With the use of the posterior incision, the ulnar nerve is exposed but not transferred. The flexor-pronator origin is released with a 1-cm cuff of tendon left on the medial epicondyle (Fig. 27-9). The brachialis muscle is elevated from the capsule, and the joint entered. Fixation is ideally accomplished with one or two compression screws (Fig. 27-10). With comminuted fractures, a heavy No. 5 nonabsorbable suture may be placed through the brachialis tendon, and then through the fracture, and is secured through drill holes in the ulna through the base of the fracture (Fig. 27-11). A buttress plate is also effective (Fig. 27-12).


An absent coronoid may be reconstructed with a well-fashioned bone graft from the ilium. Moritomo and colleagues35 have also described reconstruction with the osteotomized portion of the olecranon. But in general, reconstruction is unreliable. Using an osteochondral graft is successful in only about 50% of cases. More complex reconstruction has also been assessed42 with better outcomes being realized if the coracoid, radial head, and collateral ligaments are all addressed at the time of the injury.42,53,54


The results of 35 patients with acute coronoid fractures treated at Mayo are shown in Table 27-1. Using an elbow performance index, it is obvious that the chance of a satisfactory result directly correlates with the severity of the injury, as reflected by the coronoid fracture type.

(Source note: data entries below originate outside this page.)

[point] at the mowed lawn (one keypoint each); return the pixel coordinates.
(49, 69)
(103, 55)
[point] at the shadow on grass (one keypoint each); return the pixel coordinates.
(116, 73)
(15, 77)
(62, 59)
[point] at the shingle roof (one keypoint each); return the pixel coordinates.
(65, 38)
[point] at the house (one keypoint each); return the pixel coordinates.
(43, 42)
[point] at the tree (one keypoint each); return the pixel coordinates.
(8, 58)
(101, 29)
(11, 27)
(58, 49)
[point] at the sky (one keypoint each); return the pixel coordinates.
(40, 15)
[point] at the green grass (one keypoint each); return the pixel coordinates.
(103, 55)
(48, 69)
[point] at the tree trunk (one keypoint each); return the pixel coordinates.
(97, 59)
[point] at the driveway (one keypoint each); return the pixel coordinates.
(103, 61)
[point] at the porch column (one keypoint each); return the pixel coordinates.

Pain is uncommon in type I and typical in type III injury. Our impression is that the results have improved over the last decade owing to (1) a better understanding of the implications of associated injury, (2) more aggressive exposure, and (3) improved design of internal and external fixation systems. Hence, the reports by both Ring et al55 and Pugh et al46 on 80% satisfactory outcomes following the above-mentioned principles when employed for acute fracture management.

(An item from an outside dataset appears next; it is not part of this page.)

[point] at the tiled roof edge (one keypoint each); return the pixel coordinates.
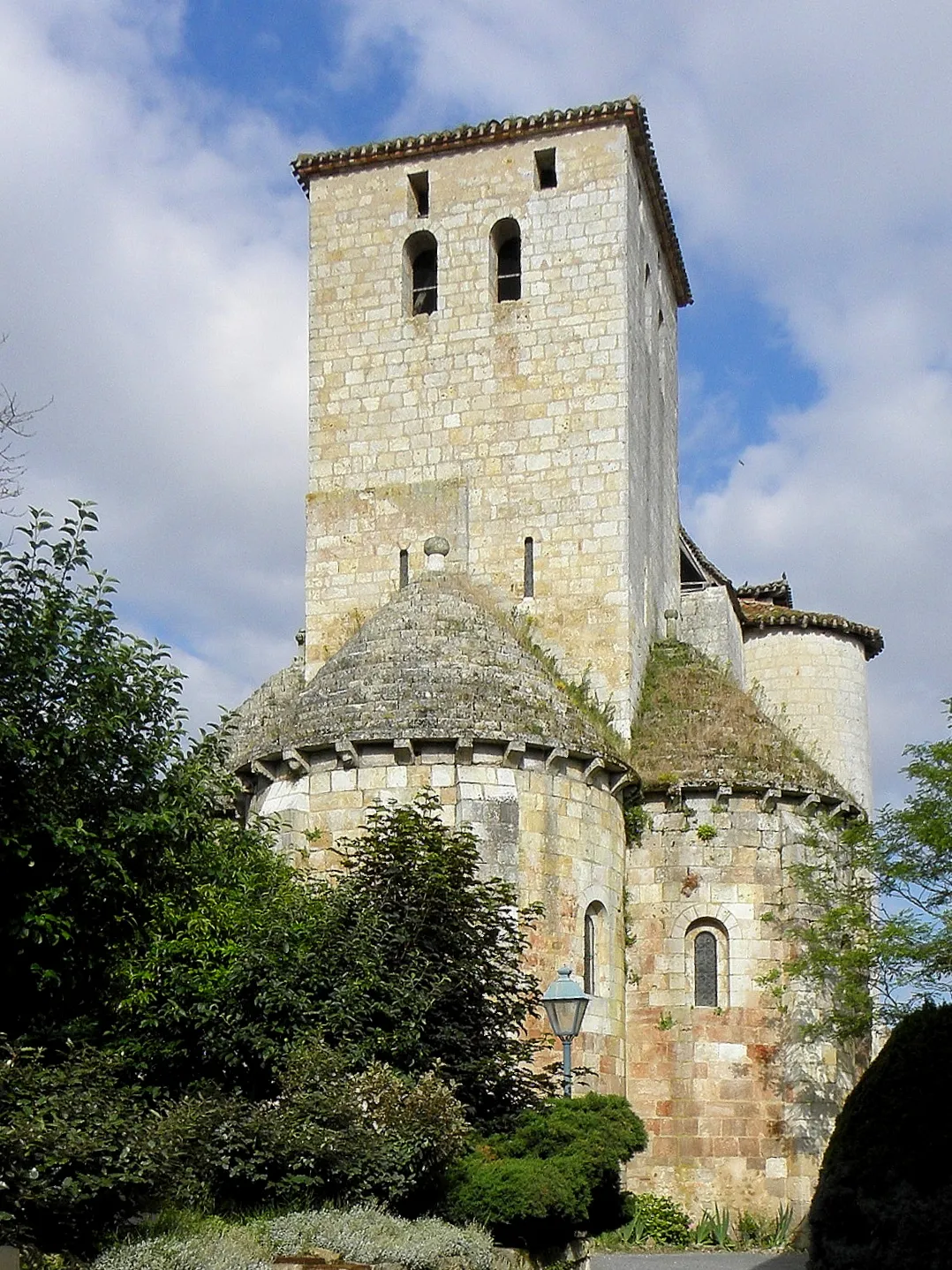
(759, 616)
(493, 131)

Giovanni Battista Monteggia of Milan first described the injury that bears his name in 1814,33 the same year that Colles described his fracture. Monteggia initially reported on a fracture of the ulna associated with anterior dislocation of the radial head, which is today recognized as the most common of the Monteggia lesions, a term coined by Bado4 that includes all ulnar fractures associated with dislocations of the radiocapitellar articulation. These lesions are uncommon (7% of ulnar fractures, 0.7% of elbow injuries5) but are difficult to manage properly.